Predators II – Bear Attacks Meat Chickens

Predators II – Bear Attacks Meat Chickens

Bear

We butchered 7 meat chickens on Monday, June 20 and left the rest in their pen for our second butcher day on June 24.  I knew that something had been prowling around them at night, so I was extra careful to make sure the bricks were in place to hold down the chicken wire.  Nevertheless, something reached a paw in from the top and nabbed a chicken.  I found the trampled down place where the chicken had been eaten.  Every single bit was gone, with the exception of a few drops of blood and some feathers.

I fixed that hole, and the next day found that something had tried to bite its way through the wood roof.  That night I covered the pen with additional hardware wire and chicken wire I had on hand, as well as an old plastic trellis.  Though I didn’t attach each piece, they were tangled enough that it would take a pretty strong and focused predator to get in.  I figured I just had a couple more days to go, and once we’d finished the butchering, I would focus in on improving the chicken tractor.

At first I thought a bomb had gone off on the chicken tractor.

The chickens were just fine on Wednesday morning at 9:30.  But when I went to check them again at 1:30 I was stunned.  It looked like a bomb had gone off, destroying the roof of the chicken tractor.  The wire I’d added to the top had been torn off, a big hole had been ripped in the wood roof, and parts of the roof were tossed 6 feet away.  The remains of a dead chicken were strewn on the top of the roof where the predator had eaten it.  Another dead chicken was laying in the front of the pen.

The meat chickens behaved like refugees in the hens' and ducks' pen. They huddled together and wouldn't move very far.

I carried the survivors up to the hen pen where they acted like true refugees, huddling in a corner away from the hens and ducks.  Then I went to call Leah and the Division of Wildlife.  Based on the destruction I was sure a bear had come and I wanted them to be aware of the change in wildlife behavior in the area.  Then I went back to the pen to build an electric fence around it.

While I was making phone calls, the bear had returned, hauled the dead chicken out, and was eating it in the grass next to the pond.  I chased it off, grabbed the chicken, threw it back in the bombed out chicken tractor, and built my fence.  I was looking forward to hearing the sounds of bear screams, so I snuck back every few hours to see if the bear had returned.  I heard it scream at about 11:30 pm, and then walked over with my headlamp to make sure that the fence was still intact.  That was a scary walk for sure!

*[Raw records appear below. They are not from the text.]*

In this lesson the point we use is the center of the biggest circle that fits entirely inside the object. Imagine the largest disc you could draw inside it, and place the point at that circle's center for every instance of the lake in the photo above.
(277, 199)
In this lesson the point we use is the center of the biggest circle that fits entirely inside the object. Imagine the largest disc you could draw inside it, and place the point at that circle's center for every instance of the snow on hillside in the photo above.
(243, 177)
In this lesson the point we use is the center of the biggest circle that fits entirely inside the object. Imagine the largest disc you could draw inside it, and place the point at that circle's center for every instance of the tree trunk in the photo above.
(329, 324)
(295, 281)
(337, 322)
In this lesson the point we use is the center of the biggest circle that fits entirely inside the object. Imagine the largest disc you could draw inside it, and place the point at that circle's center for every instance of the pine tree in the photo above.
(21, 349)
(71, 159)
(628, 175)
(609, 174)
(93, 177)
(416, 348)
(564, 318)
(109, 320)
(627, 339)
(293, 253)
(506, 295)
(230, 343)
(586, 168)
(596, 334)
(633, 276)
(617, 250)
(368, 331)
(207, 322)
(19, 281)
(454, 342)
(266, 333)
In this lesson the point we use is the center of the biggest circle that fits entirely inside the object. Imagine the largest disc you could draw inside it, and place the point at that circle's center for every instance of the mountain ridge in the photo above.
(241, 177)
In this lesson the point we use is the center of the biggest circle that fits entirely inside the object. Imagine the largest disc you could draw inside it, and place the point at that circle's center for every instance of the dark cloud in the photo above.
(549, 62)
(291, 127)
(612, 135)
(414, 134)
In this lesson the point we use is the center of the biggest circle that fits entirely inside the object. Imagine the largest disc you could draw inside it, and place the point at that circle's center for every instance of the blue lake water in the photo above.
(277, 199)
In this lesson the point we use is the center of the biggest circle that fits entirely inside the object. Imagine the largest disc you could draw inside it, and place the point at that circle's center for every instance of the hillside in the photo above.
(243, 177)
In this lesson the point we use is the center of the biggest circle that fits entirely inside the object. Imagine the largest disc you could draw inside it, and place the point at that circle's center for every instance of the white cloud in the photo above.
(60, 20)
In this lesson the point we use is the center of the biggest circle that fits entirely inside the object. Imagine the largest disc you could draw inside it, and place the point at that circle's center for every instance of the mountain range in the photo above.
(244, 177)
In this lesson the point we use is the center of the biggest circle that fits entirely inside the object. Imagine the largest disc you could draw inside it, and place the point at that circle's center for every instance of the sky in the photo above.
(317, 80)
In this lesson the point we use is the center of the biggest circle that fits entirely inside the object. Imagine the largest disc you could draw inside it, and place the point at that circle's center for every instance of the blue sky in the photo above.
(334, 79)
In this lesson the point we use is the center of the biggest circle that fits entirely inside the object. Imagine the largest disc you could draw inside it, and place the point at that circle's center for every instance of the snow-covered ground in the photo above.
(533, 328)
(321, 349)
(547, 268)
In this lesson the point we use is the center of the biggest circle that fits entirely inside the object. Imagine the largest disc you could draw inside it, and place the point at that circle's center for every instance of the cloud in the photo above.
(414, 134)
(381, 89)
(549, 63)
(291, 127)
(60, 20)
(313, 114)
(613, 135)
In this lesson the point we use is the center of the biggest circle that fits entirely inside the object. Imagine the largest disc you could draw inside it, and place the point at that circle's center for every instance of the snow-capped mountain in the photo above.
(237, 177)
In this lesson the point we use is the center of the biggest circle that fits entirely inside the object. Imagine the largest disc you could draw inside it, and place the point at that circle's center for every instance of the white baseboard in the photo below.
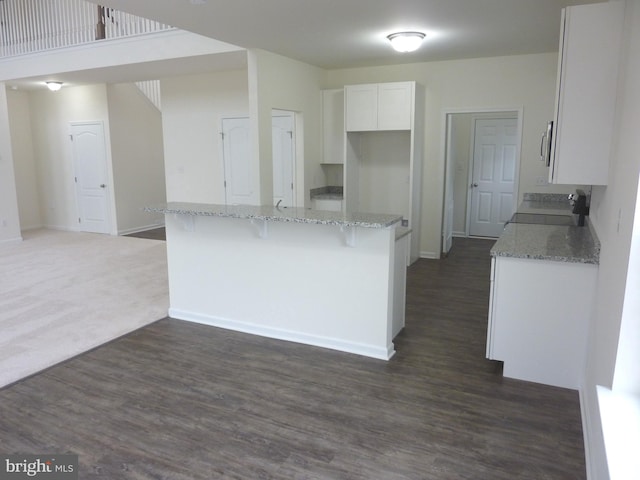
(32, 227)
(128, 231)
(11, 240)
(287, 335)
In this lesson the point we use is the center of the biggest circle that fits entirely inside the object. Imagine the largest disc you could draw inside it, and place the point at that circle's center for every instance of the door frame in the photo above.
(108, 173)
(445, 155)
(276, 112)
(472, 152)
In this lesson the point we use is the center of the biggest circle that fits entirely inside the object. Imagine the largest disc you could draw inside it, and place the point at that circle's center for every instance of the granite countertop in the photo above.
(548, 242)
(281, 214)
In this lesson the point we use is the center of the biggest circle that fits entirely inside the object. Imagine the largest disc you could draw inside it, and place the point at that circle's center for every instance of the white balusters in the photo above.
(28, 26)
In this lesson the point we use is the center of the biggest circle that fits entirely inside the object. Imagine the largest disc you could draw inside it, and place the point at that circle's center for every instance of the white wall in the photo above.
(192, 108)
(24, 160)
(138, 158)
(612, 214)
(9, 216)
(526, 81)
(384, 171)
(277, 82)
(51, 113)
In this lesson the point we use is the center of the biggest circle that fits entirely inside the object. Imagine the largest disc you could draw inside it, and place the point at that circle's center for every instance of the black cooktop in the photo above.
(542, 219)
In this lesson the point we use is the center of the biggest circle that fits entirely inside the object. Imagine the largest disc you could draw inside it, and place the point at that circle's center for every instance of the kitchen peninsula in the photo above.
(330, 279)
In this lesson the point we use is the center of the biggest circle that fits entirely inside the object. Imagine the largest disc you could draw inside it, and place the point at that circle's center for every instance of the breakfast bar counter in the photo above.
(321, 278)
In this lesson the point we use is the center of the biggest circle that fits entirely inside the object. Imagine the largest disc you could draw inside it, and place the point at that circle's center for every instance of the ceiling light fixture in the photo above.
(54, 86)
(406, 41)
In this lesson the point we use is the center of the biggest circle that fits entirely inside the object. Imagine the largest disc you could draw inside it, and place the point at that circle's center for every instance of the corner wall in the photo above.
(137, 157)
(9, 216)
(612, 215)
(526, 81)
(24, 160)
(277, 82)
(192, 109)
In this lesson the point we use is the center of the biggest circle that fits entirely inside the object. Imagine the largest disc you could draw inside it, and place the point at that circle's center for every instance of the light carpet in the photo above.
(63, 293)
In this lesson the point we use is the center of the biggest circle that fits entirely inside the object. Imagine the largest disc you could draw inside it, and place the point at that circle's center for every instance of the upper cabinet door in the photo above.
(361, 107)
(383, 106)
(394, 106)
(590, 42)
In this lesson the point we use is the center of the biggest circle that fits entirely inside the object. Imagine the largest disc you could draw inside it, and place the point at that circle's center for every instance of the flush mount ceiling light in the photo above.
(54, 86)
(406, 41)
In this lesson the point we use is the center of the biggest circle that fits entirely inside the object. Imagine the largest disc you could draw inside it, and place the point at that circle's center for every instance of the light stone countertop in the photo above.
(281, 214)
(402, 232)
(548, 242)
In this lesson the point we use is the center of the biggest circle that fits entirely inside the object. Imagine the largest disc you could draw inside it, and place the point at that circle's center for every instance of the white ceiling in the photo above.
(352, 33)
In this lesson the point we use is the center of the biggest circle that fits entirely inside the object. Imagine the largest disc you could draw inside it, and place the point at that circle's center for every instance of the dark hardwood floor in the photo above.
(153, 234)
(177, 400)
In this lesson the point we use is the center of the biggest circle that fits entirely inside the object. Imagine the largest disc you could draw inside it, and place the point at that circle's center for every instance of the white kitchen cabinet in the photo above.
(333, 126)
(378, 107)
(401, 251)
(590, 42)
(383, 166)
(539, 313)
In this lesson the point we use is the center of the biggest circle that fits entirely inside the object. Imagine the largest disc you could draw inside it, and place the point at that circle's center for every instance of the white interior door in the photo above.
(236, 152)
(90, 168)
(495, 157)
(447, 222)
(283, 130)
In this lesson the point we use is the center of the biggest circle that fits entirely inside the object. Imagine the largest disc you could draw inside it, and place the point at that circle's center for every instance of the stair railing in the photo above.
(30, 26)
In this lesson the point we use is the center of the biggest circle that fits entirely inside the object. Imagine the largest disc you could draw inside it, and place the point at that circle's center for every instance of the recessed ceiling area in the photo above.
(138, 71)
(352, 33)
(336, 33)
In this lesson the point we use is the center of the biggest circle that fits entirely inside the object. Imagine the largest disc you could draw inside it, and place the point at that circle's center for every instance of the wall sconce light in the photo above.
(406, 41)
(54, 86)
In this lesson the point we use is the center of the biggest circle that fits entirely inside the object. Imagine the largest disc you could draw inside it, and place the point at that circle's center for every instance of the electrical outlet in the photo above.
(542, 181)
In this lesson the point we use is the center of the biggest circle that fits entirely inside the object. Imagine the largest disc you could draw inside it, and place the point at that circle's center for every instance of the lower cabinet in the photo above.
(401, 255)
(539, 314)
(330, 204)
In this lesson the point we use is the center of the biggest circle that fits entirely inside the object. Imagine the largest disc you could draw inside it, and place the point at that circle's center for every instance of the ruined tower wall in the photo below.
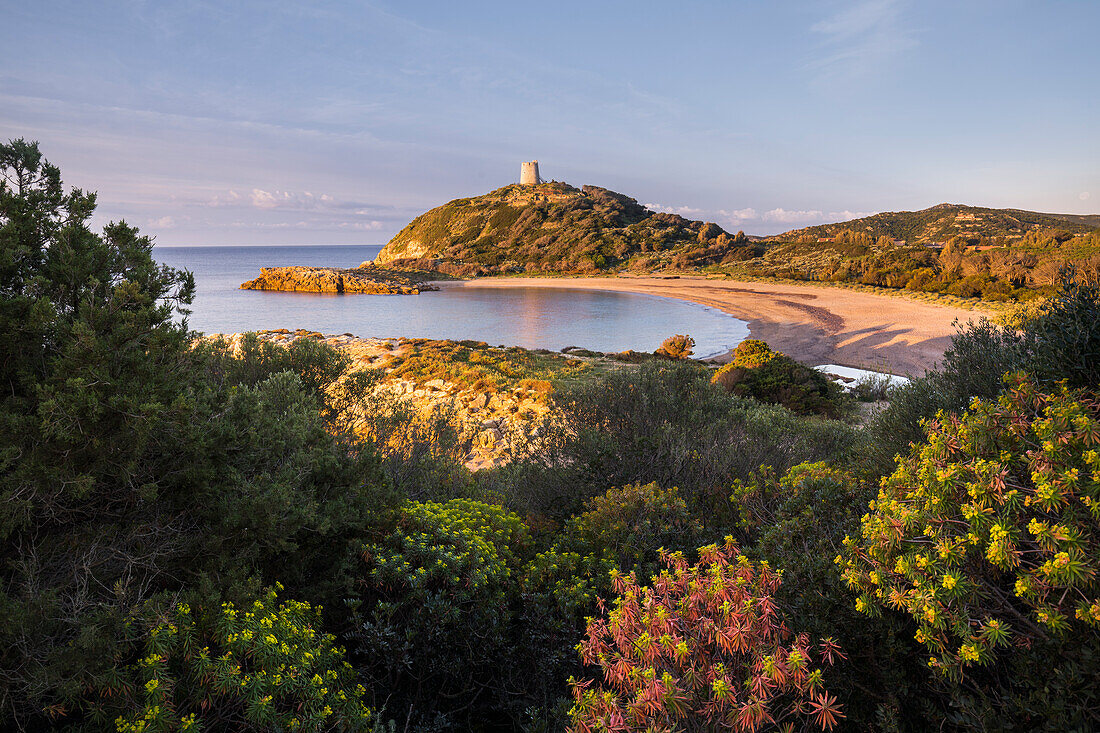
(529, 173)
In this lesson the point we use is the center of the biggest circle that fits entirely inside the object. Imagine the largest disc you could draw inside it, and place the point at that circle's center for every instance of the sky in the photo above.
(337, 122)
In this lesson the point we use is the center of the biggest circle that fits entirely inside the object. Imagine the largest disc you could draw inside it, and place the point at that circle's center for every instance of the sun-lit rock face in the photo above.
(365, 280)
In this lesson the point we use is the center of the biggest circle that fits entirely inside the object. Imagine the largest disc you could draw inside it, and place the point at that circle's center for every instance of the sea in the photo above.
(529, 317)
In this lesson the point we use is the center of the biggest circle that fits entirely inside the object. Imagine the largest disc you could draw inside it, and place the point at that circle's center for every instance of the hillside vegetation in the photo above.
(965, 251)
(554, 227)
(196, 536)
(943, 221)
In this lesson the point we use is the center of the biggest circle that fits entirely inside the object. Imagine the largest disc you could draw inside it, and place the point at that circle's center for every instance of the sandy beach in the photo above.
(814, 325)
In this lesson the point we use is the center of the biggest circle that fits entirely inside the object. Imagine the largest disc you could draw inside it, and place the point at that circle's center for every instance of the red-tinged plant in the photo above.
(703, 648)
(989, 533)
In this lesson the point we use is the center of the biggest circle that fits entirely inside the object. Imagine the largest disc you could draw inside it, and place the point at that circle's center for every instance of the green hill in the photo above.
(554, 227)
(943, 221)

We left the dead chicken in the pen until we repaired it on Thursday evening.  Now our chicken tractor has a metal roof, and we eliminated the slant to the roof to reduce the design weakness that might allow predators to try to reach in.  The electric fence seems to have done the job, because nothing has attacked the growing meat birds since.  But you never know when something very determined might try again.

Here’s something I’ve been thinking about since:  My neighbor Meg says that every year she goes out to look at the choke cherries and says to herself “Just a couple more days an they’ll be perfect for harvesting.”  Then, just before she can pick them, a bear comes and eats them all.  She wondered out loud to me “How do they know to come get them every year, just before it’s time to harvest?”  Now I wonder, how did the bears know that it was time to get their chickens before we harvested them all?

The hole in the roof and the dead chicken the bear hadn't eaten yet.

 

I ran water on the ground rods to make the soil more moist and help with putting a good charge on the fence.

At first we ran the fence tight around the chicken tractor so that I could teach the bear about electricity. I've made a larger fenced area now so that it is easy to move the tractor day to day.